Melanom-Risiko: Sozioökonomischer Status ist entscheidender als Outdoor-Tätigkeit

Haben Beschäftigte auf dem Bau ein höheres Melanom-Risiko als Lehrende an Hochschulen? Theoretisch vielleicht – in der Praxis sieht es anders aus.

Skandinavische Forscherinnen und Forscher können dank lange bestehender Krankheits- und anderer Register auf traumhafte Datenbasen zurückgreifen. Auch für diese Studie zum Melanom-Risiko verschiedener Berufsgruppen haben sie aus dem Vollen geschöpft und eine historische Kohortenstudie mit Krebs- und Berufsdaten zu fast 15 Millionen Menschen in Dänemark, Finnland, Island, Norwegen und Schweden sowie einem Untersuchungszeitraum von 45 Jahren erstellt.

Das macht 385 Millionen Personenjahre, in denen knapp 84.000 kutane Melanome diagnostiziert wurden. Die Inzidenz hat sich in den nordischen Ländern in den vergangenen 60 Jahren mehr als vervierfacht. Das liegt allerdings weniger an der Sonnenexposition im Job, wie die Studie zeigt: Höhere Inzidenzen fanden sich nicht etwa bei Outdoor-Beschäftigten, sondern – im Gegenteil – bei jenen, die hauptsächlich in Innenräumen arbeiten. Ganz oben auf der Liste: Zahnärztinnen und Zahnärzte (1,69-fache bzw. 1,65-fache Inzidenz im Vergleich zum Durchschnitt), gefolgt von Ärztinnen/Ärzten und Lehrerinnen/Lehrern.

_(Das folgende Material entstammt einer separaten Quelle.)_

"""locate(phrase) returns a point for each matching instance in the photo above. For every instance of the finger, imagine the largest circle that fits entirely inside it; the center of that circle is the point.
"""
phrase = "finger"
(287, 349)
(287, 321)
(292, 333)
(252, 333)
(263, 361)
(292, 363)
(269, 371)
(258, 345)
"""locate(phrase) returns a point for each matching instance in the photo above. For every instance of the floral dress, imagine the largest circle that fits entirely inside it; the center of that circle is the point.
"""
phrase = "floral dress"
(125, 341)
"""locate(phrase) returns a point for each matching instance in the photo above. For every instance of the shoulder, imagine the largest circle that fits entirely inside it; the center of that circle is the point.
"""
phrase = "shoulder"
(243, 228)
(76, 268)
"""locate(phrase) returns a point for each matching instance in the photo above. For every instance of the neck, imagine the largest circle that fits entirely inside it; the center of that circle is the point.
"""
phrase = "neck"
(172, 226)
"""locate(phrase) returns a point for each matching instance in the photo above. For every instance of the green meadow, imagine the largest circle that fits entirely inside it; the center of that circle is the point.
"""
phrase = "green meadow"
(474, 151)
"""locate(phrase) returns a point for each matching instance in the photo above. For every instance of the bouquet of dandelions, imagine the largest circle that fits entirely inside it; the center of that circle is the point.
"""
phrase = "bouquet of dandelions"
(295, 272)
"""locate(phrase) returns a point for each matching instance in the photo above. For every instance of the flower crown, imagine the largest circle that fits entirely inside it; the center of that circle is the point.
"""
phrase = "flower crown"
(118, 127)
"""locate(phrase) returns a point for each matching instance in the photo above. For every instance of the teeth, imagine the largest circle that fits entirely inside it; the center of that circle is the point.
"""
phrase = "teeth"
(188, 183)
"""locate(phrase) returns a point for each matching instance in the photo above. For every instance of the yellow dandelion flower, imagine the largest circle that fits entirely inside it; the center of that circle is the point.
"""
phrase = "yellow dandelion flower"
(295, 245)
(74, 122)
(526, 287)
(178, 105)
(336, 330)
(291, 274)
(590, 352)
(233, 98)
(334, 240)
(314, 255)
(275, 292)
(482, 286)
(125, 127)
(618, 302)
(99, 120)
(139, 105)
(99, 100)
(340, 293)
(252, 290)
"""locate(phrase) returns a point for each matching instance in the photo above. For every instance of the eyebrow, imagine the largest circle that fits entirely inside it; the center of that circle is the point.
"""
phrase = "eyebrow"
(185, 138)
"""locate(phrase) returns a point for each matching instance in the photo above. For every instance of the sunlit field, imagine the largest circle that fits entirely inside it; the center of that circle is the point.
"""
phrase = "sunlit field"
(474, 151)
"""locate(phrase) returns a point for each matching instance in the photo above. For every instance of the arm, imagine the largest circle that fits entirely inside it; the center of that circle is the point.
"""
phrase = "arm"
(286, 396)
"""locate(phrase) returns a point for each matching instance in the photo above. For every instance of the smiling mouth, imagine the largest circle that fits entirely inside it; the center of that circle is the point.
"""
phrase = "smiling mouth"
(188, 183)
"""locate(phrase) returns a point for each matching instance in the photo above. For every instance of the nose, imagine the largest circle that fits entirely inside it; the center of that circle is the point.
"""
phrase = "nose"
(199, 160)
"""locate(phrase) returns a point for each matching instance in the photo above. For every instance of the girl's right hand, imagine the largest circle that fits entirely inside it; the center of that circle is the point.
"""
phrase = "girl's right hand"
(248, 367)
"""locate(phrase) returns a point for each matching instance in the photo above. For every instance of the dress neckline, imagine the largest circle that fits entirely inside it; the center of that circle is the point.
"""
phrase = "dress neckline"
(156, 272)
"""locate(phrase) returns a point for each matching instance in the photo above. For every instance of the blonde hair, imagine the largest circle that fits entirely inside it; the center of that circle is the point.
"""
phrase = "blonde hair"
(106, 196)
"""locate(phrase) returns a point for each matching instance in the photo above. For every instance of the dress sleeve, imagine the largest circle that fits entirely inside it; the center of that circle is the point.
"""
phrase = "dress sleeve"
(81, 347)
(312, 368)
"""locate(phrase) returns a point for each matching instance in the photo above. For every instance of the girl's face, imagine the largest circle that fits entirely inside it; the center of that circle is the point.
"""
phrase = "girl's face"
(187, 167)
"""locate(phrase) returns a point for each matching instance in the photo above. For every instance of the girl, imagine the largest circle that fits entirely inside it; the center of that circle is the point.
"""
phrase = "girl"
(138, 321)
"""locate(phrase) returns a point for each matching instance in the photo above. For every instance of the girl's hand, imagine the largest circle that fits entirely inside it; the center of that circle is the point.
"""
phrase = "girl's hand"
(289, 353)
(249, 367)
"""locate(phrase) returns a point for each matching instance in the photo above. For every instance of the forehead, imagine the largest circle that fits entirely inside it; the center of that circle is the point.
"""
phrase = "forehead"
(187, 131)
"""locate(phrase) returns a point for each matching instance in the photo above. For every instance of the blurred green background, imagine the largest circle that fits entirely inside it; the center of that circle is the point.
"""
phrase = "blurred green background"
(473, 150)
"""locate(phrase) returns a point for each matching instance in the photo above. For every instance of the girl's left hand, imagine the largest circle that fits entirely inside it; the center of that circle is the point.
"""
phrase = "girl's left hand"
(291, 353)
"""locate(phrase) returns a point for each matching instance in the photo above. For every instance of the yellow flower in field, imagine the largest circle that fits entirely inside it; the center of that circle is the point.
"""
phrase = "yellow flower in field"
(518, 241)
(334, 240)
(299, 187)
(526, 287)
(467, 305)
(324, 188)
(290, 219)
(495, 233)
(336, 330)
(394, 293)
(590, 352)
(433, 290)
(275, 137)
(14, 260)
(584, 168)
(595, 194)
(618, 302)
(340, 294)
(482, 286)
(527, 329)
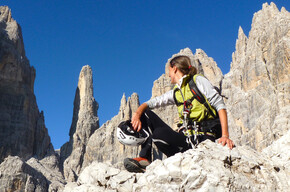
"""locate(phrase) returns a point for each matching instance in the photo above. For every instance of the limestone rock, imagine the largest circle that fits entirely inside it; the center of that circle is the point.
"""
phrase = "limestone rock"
(258, 84)
(49, 168)
(22, 128)
(210, 167)
(85, 122)
(16, 175)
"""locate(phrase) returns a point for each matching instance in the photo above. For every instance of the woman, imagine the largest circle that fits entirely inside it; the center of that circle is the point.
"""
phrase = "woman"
(167, 140)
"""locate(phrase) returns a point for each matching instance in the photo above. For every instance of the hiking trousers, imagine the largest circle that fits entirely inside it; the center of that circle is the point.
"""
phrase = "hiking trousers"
(164, 137)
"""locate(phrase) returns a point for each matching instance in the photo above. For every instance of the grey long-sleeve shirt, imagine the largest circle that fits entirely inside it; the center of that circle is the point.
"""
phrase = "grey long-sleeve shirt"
(204, 86)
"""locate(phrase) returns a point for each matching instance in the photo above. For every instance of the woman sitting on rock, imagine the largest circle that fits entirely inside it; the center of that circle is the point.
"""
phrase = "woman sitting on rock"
(198, 126)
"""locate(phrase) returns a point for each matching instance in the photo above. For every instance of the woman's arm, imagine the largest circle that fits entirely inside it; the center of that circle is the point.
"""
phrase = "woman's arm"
(162, 100)
(225, 139)
(135, 121)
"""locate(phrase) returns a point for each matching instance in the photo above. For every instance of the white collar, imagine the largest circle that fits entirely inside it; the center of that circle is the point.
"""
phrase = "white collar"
(181, 81)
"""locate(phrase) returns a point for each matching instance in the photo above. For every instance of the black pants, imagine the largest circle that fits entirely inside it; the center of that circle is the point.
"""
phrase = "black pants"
(166, 139)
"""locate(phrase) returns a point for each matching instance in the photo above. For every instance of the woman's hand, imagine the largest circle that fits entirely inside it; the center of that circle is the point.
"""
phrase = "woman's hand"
(136, 123)
(226, 140)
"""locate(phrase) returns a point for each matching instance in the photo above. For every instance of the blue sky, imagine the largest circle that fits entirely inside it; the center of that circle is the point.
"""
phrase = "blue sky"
(127, 44)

Bei Menschen mit einem hohen sozioökonomischen Status wurde 1,34-mal (Männer) bzw. 1,31-mal (Frauen) so wahrscheinlich ein Melanom festgestellt wie im Durchschnitt der Bevölkerung. Die Autorinnen und Autoren der Studie vermuten zwei Gründe: Urlaube in sonnenintensiven Gegenden und häufigere ärztliche Konsultationen, um Leberflecke und andere Hautveränderungen beurteilen zu lassen. Beides nutzen gebildete, gutverdienende Menschen deutlich häufiger als weniger gut gestellte.

Wer beispielsweise in Dänemark lebt und in Innenräumen arbeitet, erhält dort in einem Jahr etwa 134 Standard-Erythemdosen (SEDs) UV-Strahlung, bei einem einwöchigen Urlaub auf den Kanaren aber allein schon 57 SEDs – solche Werte haben Studien mit UV-Dosimetern gemessen. Die Sonnenexposition bei Jobs im Freien hält sich in Nordeuropa hingegen in Grenzen.

Etwas anders sieht es in bestimmten (wenigen) Berufsgruppen aus: Beschäftigte in Flugzeugen arbeiten in 9000 Metern Höhe in einer doppelt so hohen UV-Strahlung wie auf dem Boden. Militärisches Personal ist nicht nur vermehrt der Sonne ausgesetzt (evtl. auch außerhalb des Heimatlandes), sondern schützt sich auch weniger dagegen als nicht-militärische Bevölkerung. Feuerwehrleute haben zusätzlich zu UV-Strahlen Kontakt zu verschiedenen Karzinogenen. Die können das Krebsrisiko auch für Beschäftigte im Ingenieurswesen, in der Chemieindustrie und ähnlichen Branchen erhöhen.

Die Datenlage zum berufsbedingten Risiko für maligne Melanome ist also nicht so eindeutig wie für Plattenepithelkarzinome der Haut. Vermutlich ist das der Grund dafür, dass Melanome in nur fünf europäischen Ländern als Berufskrankheit anerkannt sind. Klar ist in jedem Fall: Für alle Menschen ist ein effektiver Sonnenschutz wichtig – während der Arbeit wie in der Freizeit.

Quellen

Alfonso JH, Martinsen JI, Weiderpass E et al.: Occupation and cutaneous melanoma: a 45-year historical cohort study of 14.9 million people in five Nordic countries. Br J Dermatol 2021; 184: 672– 680.